Saturday, October 10, 2015

Extract Historic Tweets

Extracting historic Twitter data is always problematic, because the Twitter Rest API can only retrieve 3,200 of a user’s most recent Tweets. That being said, if you want to find what YouTube tweeted between 2013 and 2014, this task can be almost impossible by suing the REST or Stream API only.

 However, Twitter Advanced Search provides historic tweets based on user's defined query, including the time of posting a tweet. For example, this link  from Twitter Advanced Search gives you the full list of tweets that YouTube posted between 2013 and 2014. 

Since the parameters in the request URL of the Twitter Advanced Search can be customized, it is possible to extract historic tweet information by sending request to the Twitter Advanced Search, and extract tweet information from the returned webpages.

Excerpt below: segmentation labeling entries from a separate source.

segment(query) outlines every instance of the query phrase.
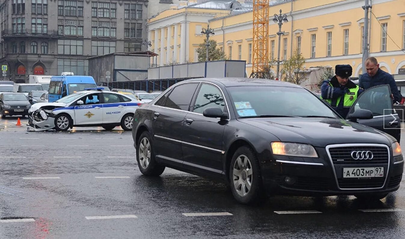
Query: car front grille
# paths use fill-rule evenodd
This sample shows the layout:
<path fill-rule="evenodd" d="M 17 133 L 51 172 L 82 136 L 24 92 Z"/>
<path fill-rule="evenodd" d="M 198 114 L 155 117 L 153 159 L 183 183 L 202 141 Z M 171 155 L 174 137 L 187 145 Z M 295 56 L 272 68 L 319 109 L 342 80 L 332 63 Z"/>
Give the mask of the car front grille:
<path fill-rule="evenodd" d="M 368 151 L 373 153 L 372 159 L 355 159 L 351 156 L 352 152 Z M 387 164 L 388 161 L 388 149 L 384 147 L 359 146 L 331 148 L 329 153 L 334 164 Z"/>

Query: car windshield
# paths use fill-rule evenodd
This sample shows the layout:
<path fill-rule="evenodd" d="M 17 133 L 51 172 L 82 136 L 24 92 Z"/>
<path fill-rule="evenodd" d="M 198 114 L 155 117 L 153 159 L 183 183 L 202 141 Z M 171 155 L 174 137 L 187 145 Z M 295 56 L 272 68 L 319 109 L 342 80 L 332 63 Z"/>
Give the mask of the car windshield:
<path fill-rule="evenodd" d="M 303 88 L 260 86 L 227 89 L 240 117 L 338 117 L 321 100 Z"/>
<path fill-rule="evenodd" d="M 4 101 L 26 101 L 27 97 L 25 95 L 20 94 L 10 94 L 4 95 L 3 100 Z"/>
<path fill-rule="evenodd" d="M 0 86 L 0 92 L 13 92 L 14 88 L 13 86 Z"/>
<path fill-rule="evenodd" d="M 43 90 L 42 86 L 31 85 L 31 86 L 20 86 L 19 89 L 19 92 L 30 92 L 32 90 Z"/>
<path fill-rule="evenodd" d="M 68 96 L 65 96 L 64 97 L 62 97 L 55 101 L 55 102 L 67 104 L 68 103 L 71 102 L 72 101 L 76 100 L 77 99 L 79 98 L 84 94 L 84 93 L 75 93 L 75 94 L 69 94 Z"/>
<path fill-rule="evenodd" d="M 97 86 L 95 84 L 91 83 L 75 83 L 68 84 L 69 93 L 70 94 L 84 90 L 86 88 L 96 88 L 96 87 Z"/>
<path fill-rule="evenodd" d="M 138 95 L 140 99 L 145 99 L 147 100 L 153 100 L 155 97 L 150 94 L 139 94 Z"/>

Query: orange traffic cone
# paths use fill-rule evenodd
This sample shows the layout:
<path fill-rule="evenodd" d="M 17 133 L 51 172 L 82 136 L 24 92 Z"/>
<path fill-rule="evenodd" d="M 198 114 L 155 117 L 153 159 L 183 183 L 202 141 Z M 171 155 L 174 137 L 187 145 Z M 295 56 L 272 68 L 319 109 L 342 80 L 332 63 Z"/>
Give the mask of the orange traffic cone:
<path fill-rule="evenodd" d="M 21 125 L 21 122 L 20 121 L 20 117 L 19 117 L 18 119 L 17 119 L 17 123 L 15 124 L 15 125 L 20 126 Z"/>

Here is a simple Python script that can extract the historic tweet ID for specific twitter users. The logical is straightforward: 

  1. Customize the URL to request the historic tweets of specific twitter users during a defined time period;
  2. Get the responded page from the Twitter Advanced Search;
  3. If the returned page is short as one page, use BeautifulSoup package to extract the twitter id from the webpage;
  4.  If the returned page is longer than one page, use Selenumu to scroll down the webpage to get all the twitter id;
  5. Use Twitter Search API to extract the tweet contents from those collected tweet ID.